Trading and Investment

Azamat Sultanov

Azamat Sultanov

Digital brokerships, such as eToro, Trading212 and RobinHood have led to a swathe of new retail investors entering the marketplace, and with that banks and firms should be looking to engage with this exciting new customer base.

If GameStop taught us anything, it’s that modern investors want the capability and the security to quickly access the trading floor and invest without the labour-intensive ways of years gone by with brokers, trade forms and endless bureaucracy.

This instant-access to the trade floor does pose risks to retail investors’ capital however and so it’s pivotal that financial service providers make a proactive effort to educate their customers on investing. This also offers a great opportunity for banks to open up positive channels of communication with their clients.

Banks shouldn’t be afraid to become more conversational and friendly with their customers to help solidify engagement. Perhaps by providing a monthly newsletter, banks and firms can cover off a number of key actions, helping to educate the consumer on interesting stocks and share options. By doing this, they can help their retail investors avoid costly investing mistakes.

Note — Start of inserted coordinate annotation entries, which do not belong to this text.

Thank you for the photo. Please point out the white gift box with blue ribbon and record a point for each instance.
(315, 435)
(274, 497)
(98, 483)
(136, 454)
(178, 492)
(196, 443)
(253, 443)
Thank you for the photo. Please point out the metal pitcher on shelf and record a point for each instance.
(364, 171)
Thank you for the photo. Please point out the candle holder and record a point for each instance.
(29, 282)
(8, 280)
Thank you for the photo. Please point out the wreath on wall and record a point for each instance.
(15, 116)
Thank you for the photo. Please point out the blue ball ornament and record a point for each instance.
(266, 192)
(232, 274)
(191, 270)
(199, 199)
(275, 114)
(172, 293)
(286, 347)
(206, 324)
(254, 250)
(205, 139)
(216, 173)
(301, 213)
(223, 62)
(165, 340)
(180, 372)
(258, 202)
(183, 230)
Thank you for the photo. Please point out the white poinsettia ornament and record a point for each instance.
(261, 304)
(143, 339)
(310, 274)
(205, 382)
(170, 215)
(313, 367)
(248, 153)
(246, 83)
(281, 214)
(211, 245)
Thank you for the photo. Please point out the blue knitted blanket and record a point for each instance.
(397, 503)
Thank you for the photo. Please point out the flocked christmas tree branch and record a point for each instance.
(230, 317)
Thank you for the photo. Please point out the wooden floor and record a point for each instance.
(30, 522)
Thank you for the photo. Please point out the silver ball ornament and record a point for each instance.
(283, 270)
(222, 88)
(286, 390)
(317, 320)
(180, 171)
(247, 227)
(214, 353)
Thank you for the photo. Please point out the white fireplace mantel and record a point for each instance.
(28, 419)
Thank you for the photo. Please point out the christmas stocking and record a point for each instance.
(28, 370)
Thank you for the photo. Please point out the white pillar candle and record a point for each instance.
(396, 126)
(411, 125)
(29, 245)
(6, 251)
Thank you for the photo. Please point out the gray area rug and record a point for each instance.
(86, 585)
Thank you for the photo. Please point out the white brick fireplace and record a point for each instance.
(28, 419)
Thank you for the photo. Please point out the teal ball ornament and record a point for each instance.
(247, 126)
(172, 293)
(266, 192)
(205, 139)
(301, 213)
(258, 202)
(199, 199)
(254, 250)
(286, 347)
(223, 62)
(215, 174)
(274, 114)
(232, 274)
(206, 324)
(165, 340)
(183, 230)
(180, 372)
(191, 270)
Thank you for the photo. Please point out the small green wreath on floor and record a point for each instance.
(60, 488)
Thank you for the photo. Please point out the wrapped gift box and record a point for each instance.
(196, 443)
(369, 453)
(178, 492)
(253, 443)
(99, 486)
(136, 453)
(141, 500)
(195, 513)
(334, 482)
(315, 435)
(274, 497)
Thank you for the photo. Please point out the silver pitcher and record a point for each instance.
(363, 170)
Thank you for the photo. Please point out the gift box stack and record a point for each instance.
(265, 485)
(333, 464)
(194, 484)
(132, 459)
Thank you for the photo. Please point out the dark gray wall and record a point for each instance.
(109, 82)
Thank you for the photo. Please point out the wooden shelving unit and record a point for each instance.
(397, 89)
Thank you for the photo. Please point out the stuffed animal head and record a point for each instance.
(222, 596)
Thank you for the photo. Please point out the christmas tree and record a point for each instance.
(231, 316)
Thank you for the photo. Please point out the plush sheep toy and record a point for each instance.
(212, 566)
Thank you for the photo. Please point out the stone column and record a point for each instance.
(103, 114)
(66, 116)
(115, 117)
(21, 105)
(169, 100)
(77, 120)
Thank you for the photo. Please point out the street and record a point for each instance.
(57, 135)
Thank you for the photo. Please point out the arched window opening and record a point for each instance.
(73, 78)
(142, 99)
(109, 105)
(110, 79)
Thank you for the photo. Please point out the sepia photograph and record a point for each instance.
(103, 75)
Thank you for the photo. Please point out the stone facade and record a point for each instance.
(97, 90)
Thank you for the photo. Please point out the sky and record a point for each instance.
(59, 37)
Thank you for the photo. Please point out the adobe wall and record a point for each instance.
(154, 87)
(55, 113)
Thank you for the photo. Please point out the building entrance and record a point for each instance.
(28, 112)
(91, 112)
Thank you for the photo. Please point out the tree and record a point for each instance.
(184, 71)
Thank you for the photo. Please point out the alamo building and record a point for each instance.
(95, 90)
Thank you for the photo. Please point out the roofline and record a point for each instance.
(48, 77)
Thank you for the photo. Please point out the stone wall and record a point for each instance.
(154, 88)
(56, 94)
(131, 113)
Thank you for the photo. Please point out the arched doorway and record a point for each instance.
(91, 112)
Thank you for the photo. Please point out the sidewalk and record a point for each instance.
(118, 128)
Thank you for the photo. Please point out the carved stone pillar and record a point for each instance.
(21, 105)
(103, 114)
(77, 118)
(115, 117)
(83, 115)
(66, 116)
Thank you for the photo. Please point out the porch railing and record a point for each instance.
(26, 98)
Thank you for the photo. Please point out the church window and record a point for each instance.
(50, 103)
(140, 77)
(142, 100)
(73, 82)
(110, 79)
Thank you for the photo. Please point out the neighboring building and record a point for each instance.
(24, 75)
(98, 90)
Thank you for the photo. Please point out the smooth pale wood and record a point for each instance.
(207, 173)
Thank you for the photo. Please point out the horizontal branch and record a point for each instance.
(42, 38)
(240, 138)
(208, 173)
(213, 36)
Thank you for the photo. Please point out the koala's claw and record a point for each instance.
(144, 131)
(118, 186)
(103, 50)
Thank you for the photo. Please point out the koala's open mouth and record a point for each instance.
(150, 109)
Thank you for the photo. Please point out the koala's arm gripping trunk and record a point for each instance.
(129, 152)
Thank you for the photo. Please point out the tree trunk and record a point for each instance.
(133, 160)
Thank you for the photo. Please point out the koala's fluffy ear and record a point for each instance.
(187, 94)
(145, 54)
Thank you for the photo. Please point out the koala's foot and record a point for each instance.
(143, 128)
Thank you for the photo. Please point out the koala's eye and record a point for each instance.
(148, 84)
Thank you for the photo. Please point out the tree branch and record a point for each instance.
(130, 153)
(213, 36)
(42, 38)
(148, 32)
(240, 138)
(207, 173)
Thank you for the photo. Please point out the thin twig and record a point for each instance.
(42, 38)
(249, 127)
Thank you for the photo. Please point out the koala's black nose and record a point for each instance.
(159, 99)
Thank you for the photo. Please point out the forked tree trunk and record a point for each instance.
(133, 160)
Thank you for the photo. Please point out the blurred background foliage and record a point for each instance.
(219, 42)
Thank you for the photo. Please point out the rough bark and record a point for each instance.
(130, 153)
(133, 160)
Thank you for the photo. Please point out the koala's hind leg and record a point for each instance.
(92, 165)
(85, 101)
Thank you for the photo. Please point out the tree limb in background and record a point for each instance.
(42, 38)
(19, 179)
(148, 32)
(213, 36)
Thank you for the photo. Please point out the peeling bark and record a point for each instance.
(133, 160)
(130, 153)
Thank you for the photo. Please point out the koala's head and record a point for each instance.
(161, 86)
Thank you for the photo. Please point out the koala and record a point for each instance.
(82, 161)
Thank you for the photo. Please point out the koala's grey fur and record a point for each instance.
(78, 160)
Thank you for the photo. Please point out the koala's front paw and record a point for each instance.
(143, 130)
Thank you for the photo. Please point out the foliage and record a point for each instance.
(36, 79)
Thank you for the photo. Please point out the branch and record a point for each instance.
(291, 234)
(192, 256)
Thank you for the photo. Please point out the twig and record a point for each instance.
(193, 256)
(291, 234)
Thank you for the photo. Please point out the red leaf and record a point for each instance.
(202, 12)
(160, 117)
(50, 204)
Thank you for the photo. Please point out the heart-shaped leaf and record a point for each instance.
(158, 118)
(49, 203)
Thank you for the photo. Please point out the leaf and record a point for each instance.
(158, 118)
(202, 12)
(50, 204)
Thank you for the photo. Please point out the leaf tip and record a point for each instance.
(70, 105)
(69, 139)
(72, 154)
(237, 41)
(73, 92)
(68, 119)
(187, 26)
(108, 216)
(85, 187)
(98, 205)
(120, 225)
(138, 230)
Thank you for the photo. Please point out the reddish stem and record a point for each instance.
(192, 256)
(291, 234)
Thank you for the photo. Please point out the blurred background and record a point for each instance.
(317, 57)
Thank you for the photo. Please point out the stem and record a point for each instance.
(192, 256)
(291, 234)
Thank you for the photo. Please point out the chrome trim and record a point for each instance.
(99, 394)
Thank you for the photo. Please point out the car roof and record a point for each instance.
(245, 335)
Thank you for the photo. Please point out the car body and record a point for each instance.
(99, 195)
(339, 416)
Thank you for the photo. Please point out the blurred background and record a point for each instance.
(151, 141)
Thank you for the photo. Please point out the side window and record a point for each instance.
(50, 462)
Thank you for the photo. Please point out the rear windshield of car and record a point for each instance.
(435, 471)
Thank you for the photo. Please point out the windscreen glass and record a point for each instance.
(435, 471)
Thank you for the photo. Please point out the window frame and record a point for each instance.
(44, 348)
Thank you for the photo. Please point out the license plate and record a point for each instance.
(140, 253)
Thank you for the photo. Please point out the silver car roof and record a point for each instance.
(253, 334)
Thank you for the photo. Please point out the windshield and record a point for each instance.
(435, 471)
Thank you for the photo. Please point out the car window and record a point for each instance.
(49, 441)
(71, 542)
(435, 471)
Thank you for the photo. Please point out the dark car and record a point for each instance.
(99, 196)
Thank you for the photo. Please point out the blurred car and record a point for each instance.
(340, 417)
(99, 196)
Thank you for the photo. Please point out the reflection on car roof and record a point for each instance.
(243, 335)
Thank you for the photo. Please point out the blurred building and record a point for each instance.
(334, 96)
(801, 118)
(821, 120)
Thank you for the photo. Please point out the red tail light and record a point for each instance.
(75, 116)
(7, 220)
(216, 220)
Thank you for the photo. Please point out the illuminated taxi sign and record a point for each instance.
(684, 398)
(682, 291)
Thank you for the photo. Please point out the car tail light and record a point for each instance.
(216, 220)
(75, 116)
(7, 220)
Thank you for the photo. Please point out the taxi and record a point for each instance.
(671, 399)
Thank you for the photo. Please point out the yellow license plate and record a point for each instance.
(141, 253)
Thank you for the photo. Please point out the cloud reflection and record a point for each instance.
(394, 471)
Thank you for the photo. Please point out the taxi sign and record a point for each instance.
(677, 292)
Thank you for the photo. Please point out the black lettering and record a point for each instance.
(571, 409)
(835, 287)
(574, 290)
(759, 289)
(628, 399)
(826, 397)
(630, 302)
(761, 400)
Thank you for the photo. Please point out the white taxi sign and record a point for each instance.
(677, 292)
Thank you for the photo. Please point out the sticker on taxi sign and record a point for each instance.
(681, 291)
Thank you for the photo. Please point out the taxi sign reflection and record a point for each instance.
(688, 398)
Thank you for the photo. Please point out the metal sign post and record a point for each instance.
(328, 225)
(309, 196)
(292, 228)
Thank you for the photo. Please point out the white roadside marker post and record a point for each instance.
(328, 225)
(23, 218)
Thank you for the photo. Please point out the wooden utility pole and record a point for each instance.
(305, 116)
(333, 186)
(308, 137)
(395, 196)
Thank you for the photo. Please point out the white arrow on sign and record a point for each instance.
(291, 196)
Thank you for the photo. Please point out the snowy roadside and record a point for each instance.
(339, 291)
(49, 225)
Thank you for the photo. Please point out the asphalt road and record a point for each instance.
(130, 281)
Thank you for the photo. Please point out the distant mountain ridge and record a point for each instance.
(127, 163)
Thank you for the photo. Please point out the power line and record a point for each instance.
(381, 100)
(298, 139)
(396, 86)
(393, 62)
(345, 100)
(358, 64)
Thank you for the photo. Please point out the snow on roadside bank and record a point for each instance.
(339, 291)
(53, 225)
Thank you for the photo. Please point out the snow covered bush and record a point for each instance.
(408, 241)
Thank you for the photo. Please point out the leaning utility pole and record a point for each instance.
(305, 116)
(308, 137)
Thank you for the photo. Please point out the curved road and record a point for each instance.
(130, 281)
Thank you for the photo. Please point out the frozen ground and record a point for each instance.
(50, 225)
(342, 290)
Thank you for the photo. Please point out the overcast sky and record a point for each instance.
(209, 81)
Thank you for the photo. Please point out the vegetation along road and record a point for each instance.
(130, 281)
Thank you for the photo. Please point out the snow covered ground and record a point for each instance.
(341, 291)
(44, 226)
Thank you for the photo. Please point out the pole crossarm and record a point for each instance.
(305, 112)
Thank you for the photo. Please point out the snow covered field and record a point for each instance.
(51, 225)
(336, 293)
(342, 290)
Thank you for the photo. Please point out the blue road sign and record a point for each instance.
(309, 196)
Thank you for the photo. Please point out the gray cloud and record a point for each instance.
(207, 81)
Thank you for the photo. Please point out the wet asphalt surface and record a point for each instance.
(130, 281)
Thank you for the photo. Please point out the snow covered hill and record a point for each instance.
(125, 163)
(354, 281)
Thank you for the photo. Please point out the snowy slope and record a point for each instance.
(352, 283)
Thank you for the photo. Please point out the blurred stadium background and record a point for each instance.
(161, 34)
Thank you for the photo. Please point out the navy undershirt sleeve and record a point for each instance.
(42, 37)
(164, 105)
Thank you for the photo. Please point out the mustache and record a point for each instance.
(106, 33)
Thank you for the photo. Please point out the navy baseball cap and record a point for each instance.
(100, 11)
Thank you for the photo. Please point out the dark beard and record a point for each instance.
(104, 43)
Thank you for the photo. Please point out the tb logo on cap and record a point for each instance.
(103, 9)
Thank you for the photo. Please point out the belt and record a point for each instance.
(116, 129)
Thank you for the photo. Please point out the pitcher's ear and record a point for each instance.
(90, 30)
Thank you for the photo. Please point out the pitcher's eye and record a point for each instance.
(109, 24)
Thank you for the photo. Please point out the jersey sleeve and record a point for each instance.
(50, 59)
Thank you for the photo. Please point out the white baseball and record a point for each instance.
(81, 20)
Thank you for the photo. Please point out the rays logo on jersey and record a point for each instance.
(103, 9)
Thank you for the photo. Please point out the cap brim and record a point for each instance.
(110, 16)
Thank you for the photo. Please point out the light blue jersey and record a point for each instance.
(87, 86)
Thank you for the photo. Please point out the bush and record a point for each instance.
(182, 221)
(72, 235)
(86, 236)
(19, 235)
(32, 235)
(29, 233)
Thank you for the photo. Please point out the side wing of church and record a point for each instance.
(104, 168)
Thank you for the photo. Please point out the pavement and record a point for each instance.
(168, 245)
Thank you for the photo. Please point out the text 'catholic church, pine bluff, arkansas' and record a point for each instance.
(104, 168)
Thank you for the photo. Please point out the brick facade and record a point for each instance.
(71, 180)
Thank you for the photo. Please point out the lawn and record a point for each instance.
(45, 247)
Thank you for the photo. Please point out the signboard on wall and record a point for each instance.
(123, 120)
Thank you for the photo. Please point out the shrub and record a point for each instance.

Through these actions established banks and finance professionals are fulfilling their educational role and utilizing their investing experience to ensure the DIY-Investor is safe and well-informed.

Compliance

The debate over modernising financial service companies compliance models is polarising. On the one hand, established banks and firms will say that what is not broken does not need fixing, however given that the FCA imposed nearly £200m worth of fines to firms in 2020 alone, it would appear that there is definite room for improvement.

Innovative technology offers the ability for financial service companies to automate the process of collating and protecting customer data, and also bypass the risk of human error which can often be a costly and easily-avoided outcome when it comes to compliance.

Automated data processes also offer a multitude of benefits by optimising a bank’s operational efficiency, ensuring regulatory requirements are met, and creating a satisfying customer experience.

In previous decades the financial services industry has been slow to adapt and often it’s been for understandable reasons, the stakes are high and mistakes can result in customers lost and sizable fines.

That said, the benefits of greater digitisation pose too great an opportunity for banks, firms and wealth management companies to upgrade to a more efficient work process and retain & grow more customers.

By utilising the latest technology available to the sector and becoming more open-minded to collaboration with third-party vendors, firms can provide benefit to their customers.

Whether that is streamlining compliance, saving costs and time on payments & transfers or expanding to allow consumers the ability to invest and trade directly from within an ‘all-in-one’ app. The customer now wants efficiency without the sacrifice of security and that is exactly what we should be looking to provide.